Avec l’élection de Joseph Aoun, un engouement nouveau s'est formé autour de l'espoir et du projet d'une "nouvelle ère" de l'histoire libanaise. Des espoirs tièdes, certes, et qui sont loin de faire l'unanimité ; mais des espoirs tout de même : un vent de fraîcheur dans notre paysage sociopolitique après les crises à répétition des dernières années et les sombres événements des derniers mois.
Aujourd'hui, tout a changé... et rien n'a changé ; l'horizon s'ouvre peu à peu et tout est à faire. Cela tombe bien, car, aujourd'hui, tout est possible : un souffle de changement vient balayer des éléments longtemps enracinés et, dans son sillage, il nous est permis d'espérer.
De fait, un semblant de printemps a émergé en plein cœur de l’hiver et un grand ménage a débuté : un ménage que le nouveau président entend bien entamer en purgeant l'institution publique de ses agents de corruption. Son entreprise est tout aussi salutaire qu'elle n'est vouée à l'échec, dût-elle se limiter à l'emprisonnement ou la destitution de fonctionnaires. En effet, même si, demain, tous les représentants étatiques ayant encaissé ne serait-ce qu'une livre de pot-de-vin étaient expulsés hors de l'institution publique, l'inertie de décennies de "wasta" rétablirait bien vite ces habitudes abjectes.
La raison ? Elle est dans nos têtes. Parce que la plupart des auteurs de corruption ne sont pas des bureaucrates, ce sont des gens normaux. Ceux qui, par habitude, par je-m'en-fichisme ou par lassitude, ont appris à collaborer en toute complaisance. Vous comme moi, nous avons contribué à l'établissement de l'état actuel de notre pays.
La bonne nouvelle, c'est que ce n'est pas notre faute et que la sociologie nous sourit : nous sommes influençables. L'autre bonne nouvelle, c'est que nous sommes capables, donc responsables, d'y remédier.
Comment faire ? L'intolérance est un bon point de départ :
Notre société sectaire et morcelée a déjà des facilités à juger les gens. Ce n'est pas nécessairement un mal : il s'agit seulement de changer les critères de jugement. En l'occurrence : une intolérance obtuse à la corruption.
Ainsi, pour devenir les membres d'une société libre, démocratique et tolérante des divergences d'habitudes, de mœurs et d'opinions, mettons notre dédain naturel au service de l'intégrité : une telle société est vouée à mourir si elle ne se protège pas des assauts de ceux qui veulent y nuire.

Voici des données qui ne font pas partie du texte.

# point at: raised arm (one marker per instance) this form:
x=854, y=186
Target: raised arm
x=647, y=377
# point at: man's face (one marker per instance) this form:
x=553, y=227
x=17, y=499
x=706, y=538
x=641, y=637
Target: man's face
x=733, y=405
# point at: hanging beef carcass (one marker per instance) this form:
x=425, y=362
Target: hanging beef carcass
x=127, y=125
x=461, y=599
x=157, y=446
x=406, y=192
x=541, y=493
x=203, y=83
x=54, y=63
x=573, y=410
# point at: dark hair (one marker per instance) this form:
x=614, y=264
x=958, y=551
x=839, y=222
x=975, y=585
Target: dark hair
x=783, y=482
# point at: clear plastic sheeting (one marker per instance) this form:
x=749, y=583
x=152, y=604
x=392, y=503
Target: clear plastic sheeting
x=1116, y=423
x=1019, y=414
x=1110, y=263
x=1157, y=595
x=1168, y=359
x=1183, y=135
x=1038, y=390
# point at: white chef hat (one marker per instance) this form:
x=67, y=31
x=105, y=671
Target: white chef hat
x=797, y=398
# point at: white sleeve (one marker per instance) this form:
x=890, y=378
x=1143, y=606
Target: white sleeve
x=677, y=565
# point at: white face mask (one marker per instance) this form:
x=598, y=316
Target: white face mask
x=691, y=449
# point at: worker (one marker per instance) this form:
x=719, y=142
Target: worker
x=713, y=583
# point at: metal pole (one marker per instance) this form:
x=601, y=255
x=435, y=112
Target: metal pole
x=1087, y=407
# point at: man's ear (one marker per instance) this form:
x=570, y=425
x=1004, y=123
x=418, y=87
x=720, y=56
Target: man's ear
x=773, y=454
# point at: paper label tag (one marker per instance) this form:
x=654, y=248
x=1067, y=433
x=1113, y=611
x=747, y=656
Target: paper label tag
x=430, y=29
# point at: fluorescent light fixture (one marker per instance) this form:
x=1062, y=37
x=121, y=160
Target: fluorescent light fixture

Alors, la prochaine fois que cet ami qui a des connexions vous propose de "l'aide", refusez. Si vous en avez le cœur, soyez outrés. Aussi, lorsqu'une de vos connaissances se vante, avec un clin d'œil complice, d'avoir su se faire pistonner, ne riez pas avec elle. Au contraire, regardez-la comme si elle venait d'annoncer fièrement qu'elle avait volé le sac d'une vieille dame. Car c'est là ce qui est en jeu : les droits de chacun, l'argent public et la confiance des citoyens. Payer un pot-de-vin, c'est dérober à la société libanaise ces biens. Faire la part belle aux corrupteurs et aux corrompus, c'est se rendre complice de leur larcin.